Además, el Gobierno suizo anunció que las empresas suizas planean realizar inversiones directas en Estados Unidos por un valor de 200.000 millones de dólares [aproximadamente 172.000 millones de euros] hasta finales de 2028. Grandes farmacéuticas ya han revelado millonarias inversiones en suelo estadounidense y su disposición a reducir los precios de los medicamentos, como lo ha solicitado Trump.
Gigantes como Roche o Novartis ya producen o planean hacerlo en EE. UU. Este es un paso que están siguiendo compañías farmacéuticas de todo el mundo ante la presión de Trump.
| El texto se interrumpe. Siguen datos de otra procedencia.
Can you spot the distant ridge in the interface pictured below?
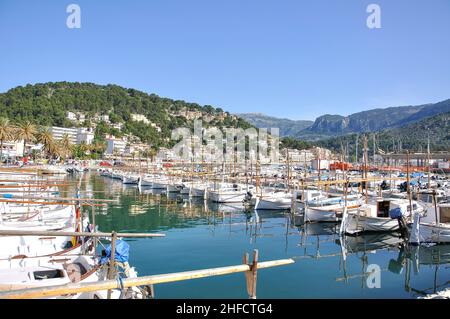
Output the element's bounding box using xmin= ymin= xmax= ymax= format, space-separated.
xmin=238 ymin=99 xmax=450 ymax=141
xmin=236 ymin=113 xmax=314 ymax=137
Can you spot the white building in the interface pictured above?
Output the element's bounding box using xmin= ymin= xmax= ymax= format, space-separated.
xmin=66 ymin=112 xmax=77 ymax=121
xmin=77 ymin=127 xmax=94 ymax=144
xmin=2 ymin=140 xmax=42 ymax=158
xmin=50 ymin=126 xmax=94 ymax=144
xmin=106 ymin=135 xmax=127 ymax=155
xmin=66 ymin=111 xmax=86 ymax=123
xmin=50 ymin=126 xmax=78 ymax=144
xmin=131 ymin=114 xmax=150 ymax=124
Una docena de farmacéuticas se han comprometido a invertir más de 350.000 millones de dólares hasta el final de la década en territorio estadounidense.
También se ha negociado la reubicación de actividades relacionadas con el procesamiento del oro en Estados Unidos, una operación que ha impactado negativamente en el déficit comercial de Washington.
Los vaivenes de Trump en materia de política arancelaria llevaron a Suiza (nueve millones de habitantes) a vivir un vaivén que comenzó con un castigo del 31% anunciado el 2 de abril, un día que el magnate estadounidense denominó el Día de la Liberación. Ese día, Trump rompió con los usos y costumbres del comercio internacional que se habían construido a lo largo de décadas de diplomacia.
Esa guerra comercial fue suspendida poco después por el republicano al percibir la feroz reacción de los mercados. Así que decidió iniciar negociaciones bilaterales con cada país. Berna logró un acuerdo preliminar en julio con los responsables comerciales de Washington para fijar los aranceles alrededor del 10%, según informaron medios suizos en aquel momento, pero faltaba la aprobación de Trump.
Esta no llegó. Suiza se despertó el 1 de agosto, día nacional, con un castigo del 39% y se ubicó entre los países con los aranceles más altos, solo superado por Brasil, India, Myanmar, Laos y Siria.
Como en otros casos, Trump aplicó los llamados aranceles recíprocos porque consideró “una pérdida directa causada por los suizos” el elevado déficit comercial de EE. UU. con la confederación alpina, de aproximadamente 38.500 millones de dólares (unos 33.000 millones de euros) el año pasado, y obvió, entre otros aspectos, que prácticamente el 99% de los productos estadounidenses tienen libre acceso al mercado suizo o que, en términos de servicios, la balanza comercial es favorable a Washington.
Durante las últimas negociaciones, el Gobierno federal suizo ha dado mayor protagonismo al responsable de Economía, Guy Parmelin, después de que Trump criticara en público en agosto a la presidenta, Karin Keller-Sutter, de quien dijo que era una “señora amable, pero no quería escuchar”. Parmelin afirmó este viernes que el acuerdo representa “un alivio para la economía suiza”.
Berna también ha recurrido a figuras prominentes de su industria y economía para facilitar el acercamiento a Washington. Una delegación que incluyó al CEO de Rolex, Jean-Frédéric Dufour, visitó recientemente a Trump en el Despacho Oval. Varios medios internacionales, incluyendo la BBC, han reportado que el presidente estadounidense recibió un Rolex para su despacho y un lingote de oro, algo que las empresas no han querido confirmar.